From August 28, 2024 at 5:44 p.m. EDT until September 26, 2024 at 3:48 p.m. EDT, the Knock V1 API returned a small but steady number of unexpected HTTP 502 errors. These errors accounted for approximately 0.02% of all Knock V1 API traffic. The root issue was a bug in the HTTP server library that helps power the V1 API.

Timeline

  • August 28, 2024, 5:44 p.m. EDT — Knock engineers ship a release of the V1 API service that includes an update to cowboy, the Erlang HTTP server that powers the Knock V1 API (we write our backend services at Knock in Elixir and use the Phoenix framework as an abstraction above cowboy). This release updated the cowboy version in use at Knock from v2.10.0 to v2.12.0. This new cowboy version includes a bug (see ninenines/cowboy#1654) that causes the V1 API service to start returning a small but steady number of 502 Bad Gateway responses. The V1 API is now returning an average of 7 502s per minute, accounting for ~ 0.02% of all V1 API traffic.
  • September 25, 2024, 12:26 p.m. EDT — Knock Support receives a customer report regarding an increase in 500-level error responses from the V1 API starting in late August.

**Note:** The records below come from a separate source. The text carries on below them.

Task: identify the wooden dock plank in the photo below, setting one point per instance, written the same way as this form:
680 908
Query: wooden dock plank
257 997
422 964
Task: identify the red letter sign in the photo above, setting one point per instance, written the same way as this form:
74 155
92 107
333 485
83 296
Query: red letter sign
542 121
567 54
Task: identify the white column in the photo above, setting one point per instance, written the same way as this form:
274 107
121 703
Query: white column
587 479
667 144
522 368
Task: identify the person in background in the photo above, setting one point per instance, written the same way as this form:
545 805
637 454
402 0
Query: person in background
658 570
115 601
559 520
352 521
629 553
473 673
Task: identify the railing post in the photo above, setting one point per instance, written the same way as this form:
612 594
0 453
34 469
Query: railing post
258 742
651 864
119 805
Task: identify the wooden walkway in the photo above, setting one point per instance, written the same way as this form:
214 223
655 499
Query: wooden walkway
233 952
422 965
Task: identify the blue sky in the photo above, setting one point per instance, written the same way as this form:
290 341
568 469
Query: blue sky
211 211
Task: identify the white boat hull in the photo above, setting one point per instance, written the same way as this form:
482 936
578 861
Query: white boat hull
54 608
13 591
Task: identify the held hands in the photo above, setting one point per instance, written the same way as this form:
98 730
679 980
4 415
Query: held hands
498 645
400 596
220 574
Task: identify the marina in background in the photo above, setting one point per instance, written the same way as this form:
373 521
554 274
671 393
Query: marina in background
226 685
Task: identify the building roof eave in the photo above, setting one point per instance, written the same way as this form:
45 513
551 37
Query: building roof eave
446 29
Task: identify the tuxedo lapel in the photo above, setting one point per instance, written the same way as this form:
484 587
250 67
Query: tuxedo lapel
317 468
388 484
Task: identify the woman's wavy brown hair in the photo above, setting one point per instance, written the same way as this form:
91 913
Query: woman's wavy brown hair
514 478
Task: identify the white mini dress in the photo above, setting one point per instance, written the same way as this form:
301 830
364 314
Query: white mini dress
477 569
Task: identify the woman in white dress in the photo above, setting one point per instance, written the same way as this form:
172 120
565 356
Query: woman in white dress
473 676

Until this time, Knock engineering has not been aware of the cowboy bug introduced almost a month prior. There are two reasons for this miss:

    • 1) The threshold on Knock’s monitor covering V1 API 500-level error rate is higher than the amount being returned to customers.
    • 2) The cowboy library update shipped on 2024-08-28 was included as part of an update to a separate dependency: Sentry (the error capture tool).
  • 1:24 p.m. EDT — Knock acknowledges the issue and the engineering team declares an incident.

  • 1:52 p.m. EDT — Knock engineers identify the V1 API release on 2024-08-28 that correlates with the increase in 502 errors.

  • 2:07 p.m. EDT — Knock engineers identify the cowboy update included in the Sentry update as the probable culprit for the issue. In addition, engineers identify a ticket filed three months prior (2024-06-17) warning of a possible bug within cowboy v2.12.0 causing 502 errors.

  • 3:40 p.m. EDT — Knock ships a release of the V1 API service that reverts the cowboy library update, pinning it to the last known safe version for our system (v2.10.0).

  • 3:48 p.m. EDT — Knock engineers verify 502s returned from the V1 API have ceased. All clear is given.

Impact during incident

  • August 28, 2024, 5:44 p.m. EDT – September 25, 2024, 3:48 p.m. EDT — The Knock V1 API returns unexpected 502 errors for approximately 0.02% of requests.

Impact post-incident

There was no impact after the incident was resolved.

Ongoing impact

There is no ongoing impact, and the incident has been resolved.

Post-incident action items

  • Knock engineers will audit all V1 API error response monitors to ensure we can proactively detect novel increases in error rates, even if those error rates amount to a small share of total traffic.
  • Knock engineers will prioritize work to migrate the V1 API HTTP server from cowboy to Bandit, a newer library that has recently become the recommended option for Phoenix-based web backends. 
  • Knock engineers will review processes for ensuring known, unsafe dependency updates do not ship to production environments.
Posted Sep 26, 2024 - 15:04 UTC

Resolved
We investigated customer reports of an increase of HTTP 502 errors returned by various endpoints in the V1 API. We identified the root issue as a bug in the HTTP server library we use to power the V1 API. Reverting a recent update to the server library resolved the issue.
Posted Sep 25, 2024 - 17:34 UTC